Page Cooper (1891-1958)

Aka Anice Page Cooper
Author, Editor, Poet, and War Correspondent
Born January 7, 1891, Salem, West Virginia
Died January 5, 1958, Charleston, South Carolina

Anice Page Cooper was born on January 7, 1891, in Salem, West Virginia, and attended Ohio Wesleyen University in Delaware, Ohio. She seems to have begun her career as a writer and editor using her full name, but by the time she began contributing to Weird Tales magazine in the early 1940s, she had shortened it to Page Cooper. Page wrote and edited numerous books, many of which were horse stories, including Man o' War (1950) and Amigo: Circus Horse (1955), illustrated by Henry C. Pitz. She was a versatile writer, though, authoring journalistic, biographical, and poetical works as well. During World War II, Page served as a war correspondent in the Pacific Theater, reporting on the experiences of Navy nurses. She continued in her freelance career after the war, writing a number of books for young people. In all she contributed eight poems to Weird Tales between 1942 and 1951. Most have a single word for their titles. Taken together, those eight titles could almost tell a story in themselves. Anice Page Cooper died suddenly on January 5, 1958, in Charleston, South Carolina, two days short of her sixty-seventh birthday.
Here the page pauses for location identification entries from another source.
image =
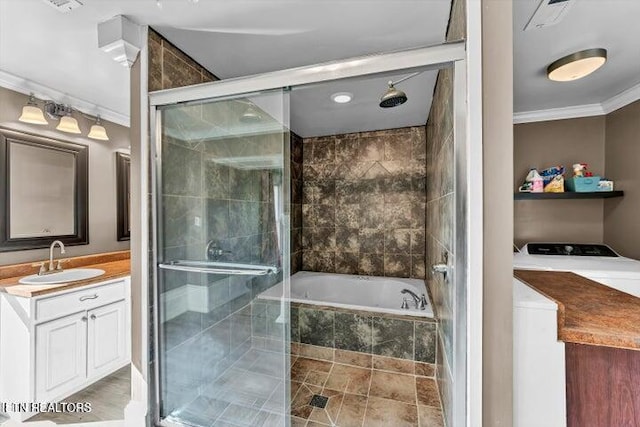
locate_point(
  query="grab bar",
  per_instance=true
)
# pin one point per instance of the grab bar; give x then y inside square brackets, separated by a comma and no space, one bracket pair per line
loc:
[220,268]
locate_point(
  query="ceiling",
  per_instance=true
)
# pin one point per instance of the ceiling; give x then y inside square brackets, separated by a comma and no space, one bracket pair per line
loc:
[610,24]
[231,39]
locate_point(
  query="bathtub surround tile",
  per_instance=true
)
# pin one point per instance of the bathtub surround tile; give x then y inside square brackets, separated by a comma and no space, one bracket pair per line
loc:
[370,188]
[425,369]
[393,338]
[425,342]
[427,392]
[430,416]
[353,332]
[316,327]
[347,262]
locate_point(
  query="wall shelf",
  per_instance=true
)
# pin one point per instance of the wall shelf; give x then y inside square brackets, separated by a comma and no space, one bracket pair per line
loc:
[568,195]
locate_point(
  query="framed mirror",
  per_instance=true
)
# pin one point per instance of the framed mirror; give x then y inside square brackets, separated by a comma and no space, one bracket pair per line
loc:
[123,181]
[44,196]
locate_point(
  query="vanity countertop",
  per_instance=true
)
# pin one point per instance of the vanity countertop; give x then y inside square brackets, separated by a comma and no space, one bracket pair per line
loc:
[588,312]
[115,265]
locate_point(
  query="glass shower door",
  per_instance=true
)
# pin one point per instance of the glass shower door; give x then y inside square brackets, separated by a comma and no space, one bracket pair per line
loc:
[222,203]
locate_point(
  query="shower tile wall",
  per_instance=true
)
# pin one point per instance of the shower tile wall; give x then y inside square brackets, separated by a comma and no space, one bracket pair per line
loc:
[363,198]
[296,154]
[440,213]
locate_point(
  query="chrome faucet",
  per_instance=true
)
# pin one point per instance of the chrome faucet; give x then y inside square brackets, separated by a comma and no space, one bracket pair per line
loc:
[51,269]
[420,302]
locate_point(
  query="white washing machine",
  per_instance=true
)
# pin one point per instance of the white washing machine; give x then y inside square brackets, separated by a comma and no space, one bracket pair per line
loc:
[539,359]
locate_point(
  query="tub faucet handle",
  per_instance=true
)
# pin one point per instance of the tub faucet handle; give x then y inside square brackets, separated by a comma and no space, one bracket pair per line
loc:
[423,302]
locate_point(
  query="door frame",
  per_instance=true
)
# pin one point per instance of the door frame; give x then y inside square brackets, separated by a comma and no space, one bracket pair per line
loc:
[468,241]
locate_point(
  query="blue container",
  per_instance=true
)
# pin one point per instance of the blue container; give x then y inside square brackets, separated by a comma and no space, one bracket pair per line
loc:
[582,184]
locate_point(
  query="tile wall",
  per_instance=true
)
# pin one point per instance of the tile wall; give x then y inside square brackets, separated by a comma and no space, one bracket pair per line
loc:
[440,222]
[400,337]
[363,203]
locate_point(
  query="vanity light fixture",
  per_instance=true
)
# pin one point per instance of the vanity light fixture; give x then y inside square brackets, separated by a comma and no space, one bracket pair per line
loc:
[98,131]
[342,97]
[31,113]
[577,65]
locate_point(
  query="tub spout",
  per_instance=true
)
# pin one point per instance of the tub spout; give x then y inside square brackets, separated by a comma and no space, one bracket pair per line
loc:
[415,297]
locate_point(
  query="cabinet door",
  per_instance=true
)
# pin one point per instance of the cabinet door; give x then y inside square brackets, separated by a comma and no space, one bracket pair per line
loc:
[61,356]
[107,339]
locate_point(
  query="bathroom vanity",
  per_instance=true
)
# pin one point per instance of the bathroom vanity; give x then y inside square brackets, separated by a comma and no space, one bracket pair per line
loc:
[57,339]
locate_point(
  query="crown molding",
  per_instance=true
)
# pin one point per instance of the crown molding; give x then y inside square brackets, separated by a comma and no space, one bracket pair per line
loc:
[588,110]
[622,99]
[24,86]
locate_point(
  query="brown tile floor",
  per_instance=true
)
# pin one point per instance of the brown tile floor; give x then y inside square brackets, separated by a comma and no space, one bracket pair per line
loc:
[361,396]
[108,398]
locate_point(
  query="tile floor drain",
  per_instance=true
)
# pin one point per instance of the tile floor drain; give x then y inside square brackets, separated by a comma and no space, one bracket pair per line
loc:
[319,401]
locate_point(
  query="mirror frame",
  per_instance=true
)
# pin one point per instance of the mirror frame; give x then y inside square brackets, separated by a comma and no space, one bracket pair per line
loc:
[81,196]
[123,195]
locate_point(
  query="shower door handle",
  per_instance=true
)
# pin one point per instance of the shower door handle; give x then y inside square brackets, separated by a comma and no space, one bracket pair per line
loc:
[440,268]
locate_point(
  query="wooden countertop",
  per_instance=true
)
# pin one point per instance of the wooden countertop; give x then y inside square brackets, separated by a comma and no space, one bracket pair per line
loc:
[115,265]
[588,312]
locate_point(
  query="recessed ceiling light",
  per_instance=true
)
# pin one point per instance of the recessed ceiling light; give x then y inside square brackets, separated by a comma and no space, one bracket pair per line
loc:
[577,65]
[342,97]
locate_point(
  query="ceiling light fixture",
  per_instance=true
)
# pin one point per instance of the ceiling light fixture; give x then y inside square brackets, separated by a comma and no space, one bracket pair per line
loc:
[98,131]
[577,65]
[393,96]
[31,113]
[342,97]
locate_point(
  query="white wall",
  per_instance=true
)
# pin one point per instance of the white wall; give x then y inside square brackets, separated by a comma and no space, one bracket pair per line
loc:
[102,178]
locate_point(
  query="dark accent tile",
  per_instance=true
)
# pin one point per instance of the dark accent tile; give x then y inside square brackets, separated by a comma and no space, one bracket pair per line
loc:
[371,148]
[372,240]
[425,342]
[347,262]
[398,147]
[347,239]
[397,241]
[393,338]
[316,327]
[348,215]
[353,332]
[397,265]
[371,264]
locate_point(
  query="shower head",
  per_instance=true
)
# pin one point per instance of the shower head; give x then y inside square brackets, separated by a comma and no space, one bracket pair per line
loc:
[392,97]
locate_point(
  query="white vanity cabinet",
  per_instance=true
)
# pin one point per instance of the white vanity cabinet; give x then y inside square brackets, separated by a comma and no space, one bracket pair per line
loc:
[54,345]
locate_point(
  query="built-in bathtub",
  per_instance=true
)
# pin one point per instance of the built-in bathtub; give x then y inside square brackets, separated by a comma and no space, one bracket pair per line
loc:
[351,314]
[368,293]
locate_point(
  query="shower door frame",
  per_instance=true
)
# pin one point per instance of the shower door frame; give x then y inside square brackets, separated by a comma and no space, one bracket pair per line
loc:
[431,57]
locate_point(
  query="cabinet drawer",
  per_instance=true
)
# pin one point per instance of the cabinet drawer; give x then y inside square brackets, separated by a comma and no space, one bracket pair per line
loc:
[83,299]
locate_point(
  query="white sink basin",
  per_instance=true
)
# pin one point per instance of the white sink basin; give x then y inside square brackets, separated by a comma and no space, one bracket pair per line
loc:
[63,277]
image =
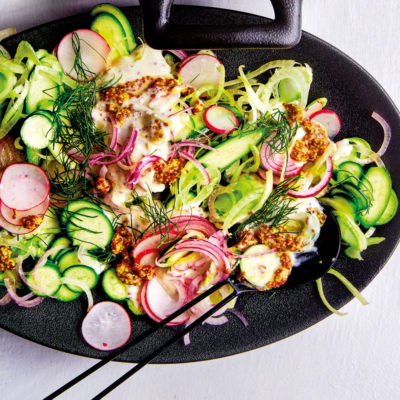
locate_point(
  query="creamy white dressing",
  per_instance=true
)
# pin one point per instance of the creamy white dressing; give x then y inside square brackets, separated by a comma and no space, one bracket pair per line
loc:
[151,106]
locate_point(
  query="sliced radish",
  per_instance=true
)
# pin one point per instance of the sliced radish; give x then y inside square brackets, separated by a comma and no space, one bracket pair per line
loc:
[199,70]
[94,51]
[220,119]
[14,217]
[329,120]
[14,229]
[313,107]
[107,326]
[314,190]
[24,186]
[147,257]
[159,304]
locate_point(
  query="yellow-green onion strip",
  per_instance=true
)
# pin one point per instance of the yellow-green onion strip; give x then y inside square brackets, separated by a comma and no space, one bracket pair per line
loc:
[256,159]
[264,68]
[220,90]
[349,286]
[325,301]
[5,33]
[253,98]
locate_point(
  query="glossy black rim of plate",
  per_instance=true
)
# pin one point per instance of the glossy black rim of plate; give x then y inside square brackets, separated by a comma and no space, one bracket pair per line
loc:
[353,94]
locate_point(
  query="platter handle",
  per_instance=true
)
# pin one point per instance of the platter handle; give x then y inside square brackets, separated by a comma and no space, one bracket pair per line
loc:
[160,32]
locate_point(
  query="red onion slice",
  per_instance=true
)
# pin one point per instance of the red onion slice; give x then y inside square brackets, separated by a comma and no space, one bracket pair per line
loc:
[314,190]
[143,164]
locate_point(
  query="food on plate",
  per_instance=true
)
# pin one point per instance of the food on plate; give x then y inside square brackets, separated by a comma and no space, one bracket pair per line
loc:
[151,175]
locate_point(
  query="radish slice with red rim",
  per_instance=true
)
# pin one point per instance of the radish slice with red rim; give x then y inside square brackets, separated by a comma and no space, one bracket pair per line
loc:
[159,304]
[329,120]
[24,186]
[107,326]
[220,119]
[199,70]
[94,51]
[14,217]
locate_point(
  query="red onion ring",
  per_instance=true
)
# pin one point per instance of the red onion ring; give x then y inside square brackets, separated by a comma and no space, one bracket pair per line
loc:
[317,188]
[5,299]
[143,164]
[127,150]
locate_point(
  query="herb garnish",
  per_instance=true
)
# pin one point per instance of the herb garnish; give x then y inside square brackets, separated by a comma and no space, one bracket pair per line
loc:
[277,208]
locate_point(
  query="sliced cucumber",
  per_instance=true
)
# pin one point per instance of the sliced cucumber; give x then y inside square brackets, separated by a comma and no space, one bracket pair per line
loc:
[107,26]
[113,287]
[64,294]
[390,210]
[91,227]
[231,150]
[341,205]
[33,155]
[119,15]
[350,172]
[42,87]
[82,274]
[37,132]
[258,271]
[359,197]
[68,259]
[75,206]
[378,181]
[7,82]
[62,241]
[47,278]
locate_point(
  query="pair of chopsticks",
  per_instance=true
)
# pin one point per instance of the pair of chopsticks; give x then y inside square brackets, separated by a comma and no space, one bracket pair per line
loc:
[143,336]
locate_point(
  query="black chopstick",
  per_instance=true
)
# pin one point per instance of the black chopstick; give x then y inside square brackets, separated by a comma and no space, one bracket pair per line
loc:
[159,350]
[140,338]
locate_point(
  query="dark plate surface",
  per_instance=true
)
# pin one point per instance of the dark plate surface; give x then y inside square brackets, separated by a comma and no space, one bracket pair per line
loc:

Page Cooper's Poems in Weird Tales
"The Curse" (Jan. 1942)
"Hunger" (Mar. 1942)
"A Charm" (July 1944)
"Quest Unhallowed" (Mar. 1945)
"Remorse" (Sept. 1945)
"A Curse" (Jan. 1949)
"Incantation" (Sept. 1950)
"My Timid Soul" (Jan. 1951)

Further Reading

Jane Badger Books, A Website on Pony Book Authors and Their Books

Another poem by Page Cooper, from The Bookman:

The moon is full but it won't spill over
And it won't fall out when it hangs askew.
The bees suck honey from tall red clover,
But they won't get drunk of it.
Bees never do.

I gave my heart to a girl with amber
Eyes like the windows the saints shine through.
She dragged it through brambles where wild goats clamber.
But my heart won't break of it.
Hearts never do.

Page Cooper wrote and edited a number of books about horses during the 1940s and '50s. Henry C. Pitz, Wesley Dennis, and Herman D. Giesen were among the illustrators.
Author and poet Anice Page Cooper (1891-1958). Photo from the collection of Randal A. Everts.